Quote
I would think the first / main reason is the amount of bank switching required.
Bingo!
'CHRGET' (which I think I mentioned earlier) is the machine code that fetches a byte of the BASIC listing from program memory for the interpreter. There are equiv. routines for BASIC to go get variable values etc., from var. space or the string heap. But the 'CHRGET' routine gets called a LOT by the BASIC stuff.
In the C64 (and our X16) the actual routine is copied to zeropage at startup and runs from there. Its 24 bytes long with the main pointer actually included in the routine as a self-modified pointer. The pointer contains the address of the next byte to be fetched. On the C64 the two byte pointer is actually the object of an LDA right in the routine.
On the Plus/4 (which is where my experience was) that routine is 33 bytes and doesn't even live in zero page, although the two byte pointer takes two more bytes and IS in ZP. Now part of the reason its not in ZP can be chalked up to questionable decisions on the Plus4 side from Commodore's team. They used space in zero page to hold variables for the RENUMBER and AUTO line number stuff -- things that are not performance critical and on the Plussy and did not need to use ZP space. They also reserved 20 bytes or so in ZP for a speech chip enhancement for a top end Plus4 model that was never released. But mostly, the Plus4 and 128 CHRGET functions don't live in zero page because they wouldn't get much benefit all things considered from doing so. All those extra bytes on the PLUS4 are disabling interrupts, banking out the ROMs with a write to a register on the TED chip (up in the FFxx area), then they load the text pointer (using a more cycle costly instruction ) and finally they have to make another write to the TED registers to bank the ROMS back in and, finally, reenable the interrupts. AND the Plus4 does that for EVERY single BASIC character fetch. (A similar routine with the added interrupts/banking cost is used when it grabs a variable or a string). It does the banking even where the pointer contains an address in an area of the memory that would never be under a ROM. Simply put, the logic to 'look and decide' if the pointer was to an address under ROM or not would itself be more costly than just doing the bank operations every time.

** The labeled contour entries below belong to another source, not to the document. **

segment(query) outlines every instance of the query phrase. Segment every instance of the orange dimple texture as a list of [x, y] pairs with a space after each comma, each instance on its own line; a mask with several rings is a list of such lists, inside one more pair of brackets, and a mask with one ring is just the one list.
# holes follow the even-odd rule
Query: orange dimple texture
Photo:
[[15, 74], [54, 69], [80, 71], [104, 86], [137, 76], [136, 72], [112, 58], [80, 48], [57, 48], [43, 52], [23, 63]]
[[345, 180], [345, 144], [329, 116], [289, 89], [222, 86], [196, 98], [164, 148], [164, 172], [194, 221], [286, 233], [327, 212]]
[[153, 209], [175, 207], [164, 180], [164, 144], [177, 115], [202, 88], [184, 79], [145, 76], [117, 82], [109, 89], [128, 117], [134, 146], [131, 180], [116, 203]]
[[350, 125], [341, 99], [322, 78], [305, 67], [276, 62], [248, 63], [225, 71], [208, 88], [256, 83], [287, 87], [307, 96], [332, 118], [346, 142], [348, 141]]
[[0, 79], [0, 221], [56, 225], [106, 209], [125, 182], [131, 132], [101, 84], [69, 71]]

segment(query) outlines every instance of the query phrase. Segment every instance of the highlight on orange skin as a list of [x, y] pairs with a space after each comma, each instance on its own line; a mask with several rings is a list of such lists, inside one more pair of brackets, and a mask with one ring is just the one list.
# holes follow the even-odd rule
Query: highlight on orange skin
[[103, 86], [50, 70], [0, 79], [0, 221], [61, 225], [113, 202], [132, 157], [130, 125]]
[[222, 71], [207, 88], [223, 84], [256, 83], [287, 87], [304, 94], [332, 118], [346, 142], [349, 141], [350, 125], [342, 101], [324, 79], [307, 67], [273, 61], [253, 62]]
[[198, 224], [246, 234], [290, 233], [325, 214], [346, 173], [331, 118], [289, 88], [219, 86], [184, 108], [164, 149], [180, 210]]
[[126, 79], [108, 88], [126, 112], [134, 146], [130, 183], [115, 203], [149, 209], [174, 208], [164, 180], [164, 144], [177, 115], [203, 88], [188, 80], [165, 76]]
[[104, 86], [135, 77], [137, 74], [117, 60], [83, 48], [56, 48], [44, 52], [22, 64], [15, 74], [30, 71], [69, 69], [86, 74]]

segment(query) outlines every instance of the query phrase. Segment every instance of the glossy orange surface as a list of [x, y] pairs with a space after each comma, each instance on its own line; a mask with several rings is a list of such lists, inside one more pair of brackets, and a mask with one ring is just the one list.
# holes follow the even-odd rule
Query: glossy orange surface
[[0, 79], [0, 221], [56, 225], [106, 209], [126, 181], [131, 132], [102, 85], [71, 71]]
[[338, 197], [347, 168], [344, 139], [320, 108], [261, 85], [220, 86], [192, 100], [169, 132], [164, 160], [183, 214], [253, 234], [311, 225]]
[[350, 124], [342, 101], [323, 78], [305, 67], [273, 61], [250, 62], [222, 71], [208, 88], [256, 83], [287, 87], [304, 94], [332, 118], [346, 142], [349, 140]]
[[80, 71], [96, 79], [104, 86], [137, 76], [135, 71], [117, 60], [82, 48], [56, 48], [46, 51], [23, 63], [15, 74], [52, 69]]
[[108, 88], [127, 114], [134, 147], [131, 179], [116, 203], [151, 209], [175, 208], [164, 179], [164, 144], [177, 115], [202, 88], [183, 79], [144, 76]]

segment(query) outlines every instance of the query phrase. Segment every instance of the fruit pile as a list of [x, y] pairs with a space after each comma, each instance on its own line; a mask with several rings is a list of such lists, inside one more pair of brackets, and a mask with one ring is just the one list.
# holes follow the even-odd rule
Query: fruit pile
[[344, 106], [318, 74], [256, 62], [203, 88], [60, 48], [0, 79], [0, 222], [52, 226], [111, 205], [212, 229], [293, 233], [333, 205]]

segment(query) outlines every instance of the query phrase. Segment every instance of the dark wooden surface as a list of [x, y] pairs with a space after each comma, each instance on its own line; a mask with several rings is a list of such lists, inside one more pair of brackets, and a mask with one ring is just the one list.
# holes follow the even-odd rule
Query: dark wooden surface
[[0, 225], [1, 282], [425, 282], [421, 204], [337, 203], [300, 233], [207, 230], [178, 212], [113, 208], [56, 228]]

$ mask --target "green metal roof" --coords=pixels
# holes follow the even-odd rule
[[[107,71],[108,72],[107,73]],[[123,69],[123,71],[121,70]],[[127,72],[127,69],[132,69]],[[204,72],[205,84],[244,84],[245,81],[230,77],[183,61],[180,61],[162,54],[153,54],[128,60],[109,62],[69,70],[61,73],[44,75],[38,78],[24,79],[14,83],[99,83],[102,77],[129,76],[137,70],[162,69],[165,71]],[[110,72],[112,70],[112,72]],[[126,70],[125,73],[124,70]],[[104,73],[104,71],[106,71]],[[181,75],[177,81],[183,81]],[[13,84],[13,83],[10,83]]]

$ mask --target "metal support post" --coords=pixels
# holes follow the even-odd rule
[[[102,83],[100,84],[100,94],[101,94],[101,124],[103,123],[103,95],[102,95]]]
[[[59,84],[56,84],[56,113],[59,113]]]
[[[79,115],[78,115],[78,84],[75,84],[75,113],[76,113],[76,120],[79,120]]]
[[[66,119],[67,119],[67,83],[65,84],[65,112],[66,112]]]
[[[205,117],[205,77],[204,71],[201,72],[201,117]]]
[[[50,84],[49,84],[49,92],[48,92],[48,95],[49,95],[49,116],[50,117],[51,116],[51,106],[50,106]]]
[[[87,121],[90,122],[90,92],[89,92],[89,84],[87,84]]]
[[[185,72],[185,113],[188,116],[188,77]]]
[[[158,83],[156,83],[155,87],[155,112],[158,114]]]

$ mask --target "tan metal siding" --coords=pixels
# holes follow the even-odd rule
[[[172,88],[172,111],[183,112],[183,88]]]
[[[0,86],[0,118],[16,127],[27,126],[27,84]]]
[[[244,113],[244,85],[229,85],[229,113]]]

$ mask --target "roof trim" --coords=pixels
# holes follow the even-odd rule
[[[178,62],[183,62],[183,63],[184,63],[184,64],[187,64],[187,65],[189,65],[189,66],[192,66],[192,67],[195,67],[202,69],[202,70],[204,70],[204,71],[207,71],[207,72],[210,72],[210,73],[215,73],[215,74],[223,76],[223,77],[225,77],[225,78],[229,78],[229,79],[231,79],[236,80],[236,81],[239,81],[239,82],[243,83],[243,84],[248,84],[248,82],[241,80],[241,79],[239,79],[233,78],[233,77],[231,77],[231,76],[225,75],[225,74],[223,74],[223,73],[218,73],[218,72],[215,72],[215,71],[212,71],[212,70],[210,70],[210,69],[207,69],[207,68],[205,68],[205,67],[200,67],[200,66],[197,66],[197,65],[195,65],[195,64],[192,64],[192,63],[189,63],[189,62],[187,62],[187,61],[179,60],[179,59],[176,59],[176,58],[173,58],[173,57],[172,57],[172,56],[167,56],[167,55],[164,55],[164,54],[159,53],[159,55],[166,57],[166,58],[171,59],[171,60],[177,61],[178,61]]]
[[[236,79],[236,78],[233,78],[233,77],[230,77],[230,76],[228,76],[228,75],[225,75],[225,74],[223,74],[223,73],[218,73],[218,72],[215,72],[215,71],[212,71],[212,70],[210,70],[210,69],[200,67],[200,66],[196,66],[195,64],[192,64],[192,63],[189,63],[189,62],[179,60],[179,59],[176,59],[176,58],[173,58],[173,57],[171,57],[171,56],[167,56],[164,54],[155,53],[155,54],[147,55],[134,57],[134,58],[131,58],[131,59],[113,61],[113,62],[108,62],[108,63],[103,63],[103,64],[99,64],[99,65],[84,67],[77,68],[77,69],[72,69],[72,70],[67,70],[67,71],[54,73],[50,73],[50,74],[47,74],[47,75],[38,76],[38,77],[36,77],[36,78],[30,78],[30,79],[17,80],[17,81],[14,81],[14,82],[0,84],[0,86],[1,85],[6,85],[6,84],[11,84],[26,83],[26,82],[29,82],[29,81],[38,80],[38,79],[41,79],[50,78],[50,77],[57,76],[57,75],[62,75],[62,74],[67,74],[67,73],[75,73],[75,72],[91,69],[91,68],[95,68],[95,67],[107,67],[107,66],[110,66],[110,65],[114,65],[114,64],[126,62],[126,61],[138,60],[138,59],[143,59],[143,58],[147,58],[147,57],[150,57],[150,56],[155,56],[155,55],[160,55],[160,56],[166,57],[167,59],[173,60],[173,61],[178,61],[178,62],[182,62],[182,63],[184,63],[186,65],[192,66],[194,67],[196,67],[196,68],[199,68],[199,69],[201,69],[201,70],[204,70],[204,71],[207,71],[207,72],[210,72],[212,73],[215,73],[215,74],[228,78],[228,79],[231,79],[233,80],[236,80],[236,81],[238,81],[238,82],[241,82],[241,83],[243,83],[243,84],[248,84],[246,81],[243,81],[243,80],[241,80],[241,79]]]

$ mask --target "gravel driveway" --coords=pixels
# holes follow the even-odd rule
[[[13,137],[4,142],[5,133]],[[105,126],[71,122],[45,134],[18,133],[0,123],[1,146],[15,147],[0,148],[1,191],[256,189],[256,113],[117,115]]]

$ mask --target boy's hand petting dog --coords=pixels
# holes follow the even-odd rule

If memory serves, the 128 banked ram/rom for the first 64K for BASIC program stuff; and ROM/RAM at the second 64K for variables and string stuff. Same sort of problem/cost. The 128 also introduced so many new tokens that they had to use a token as an escape character so that some keywords now had two tokens, but I don't think that would have much of a performance hit except maybe in scanning the dispatch table when those tokens were used -- and that would not be the case in an apples to apples comparison of a Prime Numbers test or something like that.
I suppose we have to also acknowledge Commodore was doing all these changes 'in house' instead of having Microsoft (who we might expect to have been better at updating their own BASIC) do so. But Jack Tramiel had gotten away with murder on his BASIC license deal with Microsoft back with the PET machine. Commodore's license was a flat one-time payment, and NOT tied to units sold and was perpetual for Commodore to use and extend for ANY Commodore computer model based on a 6502!. You can bet Tramiel was NOT going to got back to MS asking for them to work on any update as that would have opened the door to amending that license!
But yeah, mostly it was the banking. Someone made a utility for the Plus4 last year and all it does is copy the entire ROM set (BASIC and KERNAL) down into RAM; rewrite all the routines that used bank switching to skip doing that; adjust the top of memory to account for the permanent residency of the rom code there, and just leave the ROMS banked out. Effectively it puts it in the same mode as C64 but still with a little more costly CHRGET routine since its still not in ZP and not self modifying. And because the Plus4 ROMs are so much larger, it leaves the user with only 28K of memory for BASIC but its often a double digit improvement in performance.